Еще при его жизни одна из его знакомых В. С. Миклашевич хотела спасти его образ от забвения и посвятила вымышленному описанию его жизни целый роман «Село Михайловское».[106] Герой этого романа Александр Заринский – призванный спасать всех угнетенных – и есть наш скромный Александр Иванович. «Он был необыкновенно приятной наружности. Бел, нежен; выступающий на щеках его румянец, обнаруживая сильные чувства, часто нескромностью своей изменял его тайнам. Нос у него был довольно правильный; брови и ресницы почти черные; большие синие глаза, всегда несколько прищуренные, что придавало им очаровательную прелесть; улыбка на розовых устах, открывая прекрасные белые зубы, выражала презрение ко всему низкому. Кто не умел понять его души, тот считал его гордецом и “философом”, считал его даже опасным человеком, умеющим наизусть цитировать Вольтера. Но Заринский был только масон, и никогда еще в истинном рыцаре не было столько христианского смирения, благочестия и доброты. Он был ангел-хранитель и защитник простого народа; он защищал его в деревнях от помещиков, в судах от судей, в кабинете губернатора от чиновников, и народ боготворил его. Конечно, в награду за свои добродетели он получил нежную любящую супругу и все блага тихой счастливой семейной жизни».[107]

Бедный Александр Иванович за свои добродетели награды в сей жизни не получил, и портрет его в этом романе, конечно, сильно идеализирован. Но надобно было иметь много доброты и тепла в своей душе, чтобы послужить оригиналом для столь рыцарски благородного портрета.

Лермонтов глубже проник в душу Одоевского, когда писал:

Он был рожден для них, для тех надежд Поэзии и счастья… Но, безумный — Из детских рано вырвался одежд И сердце бросил в море жизни шумной, И свет не пощадил – и Бог не спас! Но до конца среди волнений трудных, В толпе людской и средь пустынь безлюдных В нем тихий пламень чувства не угас: Он сохранил и блеск лазурных глаз, И звонкий детский смех, и речь живую, И веру гордую в людей и жизнь иную. Но он погиб далеко от друзей… Мир сердцу твоему, мой милый Саша! Покрытое землей чужих полей, Пусть тихо спит оно, как дружба наша В немом кладбище памяти моей! Ты умер, как и многие – без шума, Но с твердостью. Таинственная дума Еще блуждала на челе твоем, Когда глаза сомкнулись вечным сном; И то, что ты сказал перед кончиной, Из слушавших тебя не понял ни единый… И было ль то привет стране родной, Названье ли оставленного друга, Или тоска по жизни молодой, Иль просто крик последнего недуга, Кто скажет нам?.. Твоих последних слов Глубокое и горькое значенье Потеряно… Дела твои, и мненья, И думы, – всё исчезло без следов, Как легкий пар вечерних облаков: Едва блеснут: их ветер вновь уносит; Куда они? зачем? откуда? – кто их спросит… И после них на небе нет следа, Как от любви ребенка безнадежной, Как от мечты, которой никогда Он не вверял заботам дружбы нежной… Что за нужда!
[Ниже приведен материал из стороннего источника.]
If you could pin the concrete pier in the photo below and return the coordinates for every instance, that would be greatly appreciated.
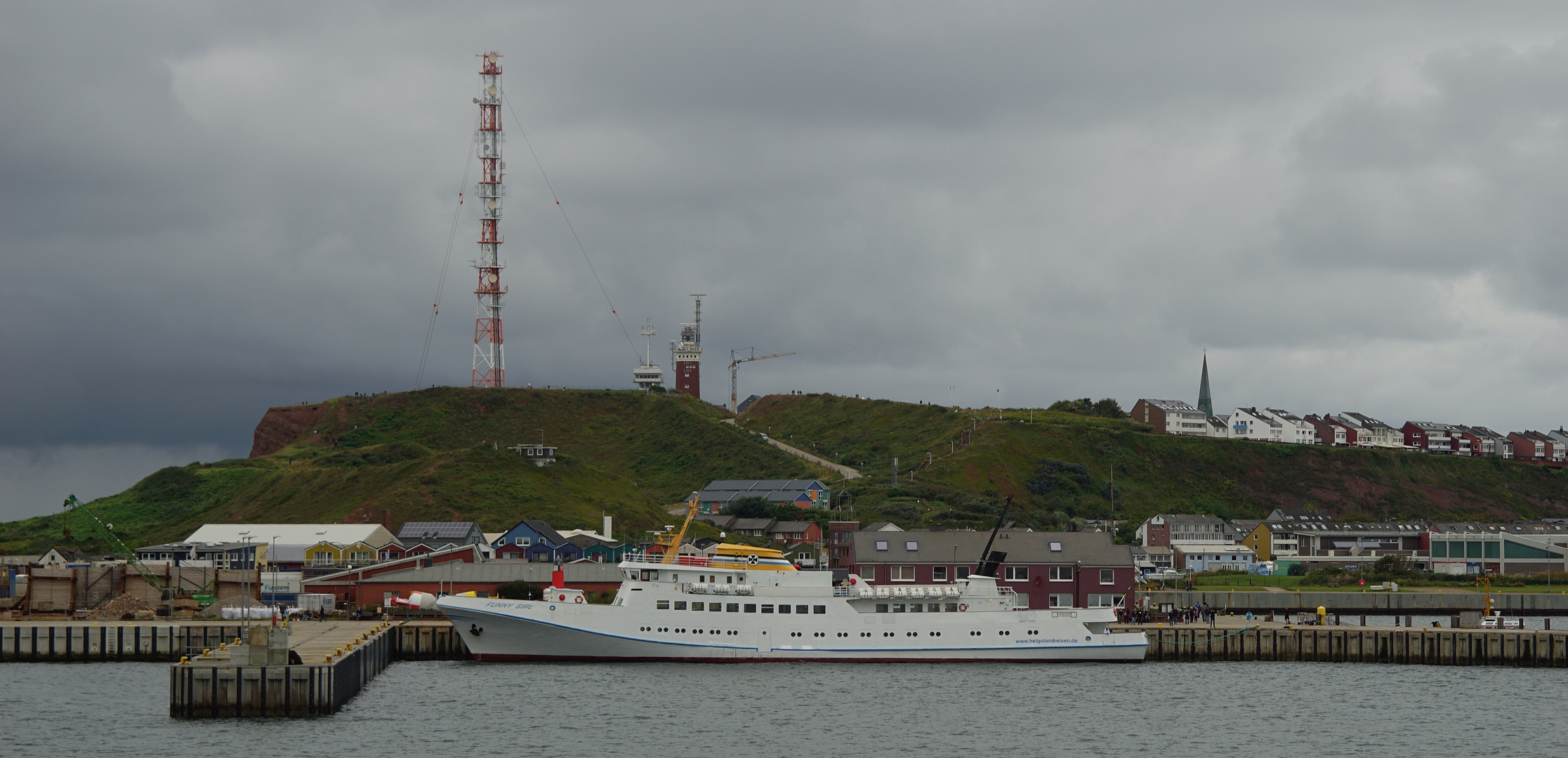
(1358, 644)
(338, 660)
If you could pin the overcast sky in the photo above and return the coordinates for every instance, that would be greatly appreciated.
(211, 208)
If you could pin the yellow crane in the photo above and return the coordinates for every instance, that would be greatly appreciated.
(671, 539)
(734, 366)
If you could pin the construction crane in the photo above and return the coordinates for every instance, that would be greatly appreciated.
(734, 366)
(109, 533)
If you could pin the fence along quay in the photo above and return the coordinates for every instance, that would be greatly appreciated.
(1358, 644)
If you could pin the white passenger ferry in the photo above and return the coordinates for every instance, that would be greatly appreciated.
(750, 604)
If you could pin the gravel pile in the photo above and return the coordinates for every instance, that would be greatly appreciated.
(119, 606)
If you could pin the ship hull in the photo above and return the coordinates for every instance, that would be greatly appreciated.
(496, 630)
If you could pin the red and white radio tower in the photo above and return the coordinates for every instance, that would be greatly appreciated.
(489, 361)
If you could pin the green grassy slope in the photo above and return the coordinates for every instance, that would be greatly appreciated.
(1070, 461)
(440, 455)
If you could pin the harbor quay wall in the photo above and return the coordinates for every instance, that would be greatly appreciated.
(1371, 604)
(65, 641)
(1348, 644)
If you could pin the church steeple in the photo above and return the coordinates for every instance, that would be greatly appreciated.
(1205, 400)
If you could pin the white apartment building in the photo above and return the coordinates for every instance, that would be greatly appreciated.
(1372, 432)
(1249, 423)
(1293, 428)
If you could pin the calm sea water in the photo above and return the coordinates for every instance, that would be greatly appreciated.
(444, 710)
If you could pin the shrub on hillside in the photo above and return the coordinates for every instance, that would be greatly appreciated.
(1106, 408)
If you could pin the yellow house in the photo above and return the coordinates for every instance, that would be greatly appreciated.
(331, 553)
(1260, 540)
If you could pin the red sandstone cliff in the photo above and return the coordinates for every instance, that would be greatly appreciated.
(284, 425)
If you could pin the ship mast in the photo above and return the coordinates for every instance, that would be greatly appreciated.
(988, 559)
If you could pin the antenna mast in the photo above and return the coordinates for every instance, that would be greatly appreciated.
(489, 359)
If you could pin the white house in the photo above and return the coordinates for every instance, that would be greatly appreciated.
(1293, 427)
(1215, 558)
(1249, 423)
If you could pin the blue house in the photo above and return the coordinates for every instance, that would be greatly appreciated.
(535, 540)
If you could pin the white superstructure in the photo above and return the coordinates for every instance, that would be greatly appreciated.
(701, 610)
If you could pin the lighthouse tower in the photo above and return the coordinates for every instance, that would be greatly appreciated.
(689, 354)
(489, 359)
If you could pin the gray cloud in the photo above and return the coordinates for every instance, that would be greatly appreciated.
(212, 208)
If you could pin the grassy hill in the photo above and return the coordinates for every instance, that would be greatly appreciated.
(1060, 465)
(440, 455)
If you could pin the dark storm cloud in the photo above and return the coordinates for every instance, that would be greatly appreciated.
(212, 208)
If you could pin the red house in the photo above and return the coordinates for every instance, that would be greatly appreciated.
(1046, 569)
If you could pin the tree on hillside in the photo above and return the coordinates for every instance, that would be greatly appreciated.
(1106, 408)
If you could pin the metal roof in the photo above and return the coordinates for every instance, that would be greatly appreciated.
(1021, 547)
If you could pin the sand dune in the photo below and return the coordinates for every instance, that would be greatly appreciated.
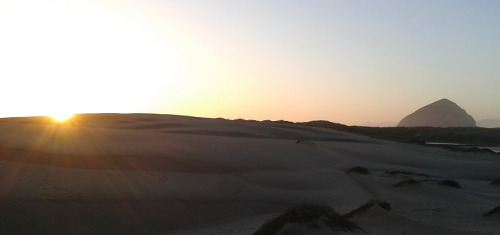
(165, 174)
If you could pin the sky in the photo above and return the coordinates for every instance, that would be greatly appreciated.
(349, 62)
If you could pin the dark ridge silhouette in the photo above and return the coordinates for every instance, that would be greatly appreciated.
(313, 217)
(442, 113)
(461, 135)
Пускай забудет свет Столь чуждое ему существованье: Зачем тебе венцы его вниманья И терния пустых его клевет? Ты не служил ему. Ты с юных лет Коварные его отвергнул цепи…

К счастью, следы от дум Одоевского, вопреки его собственной воле, остались. Друзья не дали затеряться его стихотворениям, и в них сохранен для нас настоящий смысл его страдальческой жизни, – жизни в мечтах и в размышлениях. Это была жизнь очень интимная, ряд бесед с самим собою, в которых воспоминания отодвигали на задний план все надежды и упования, и раздумье брало верх над непосредственным ощущением действительности.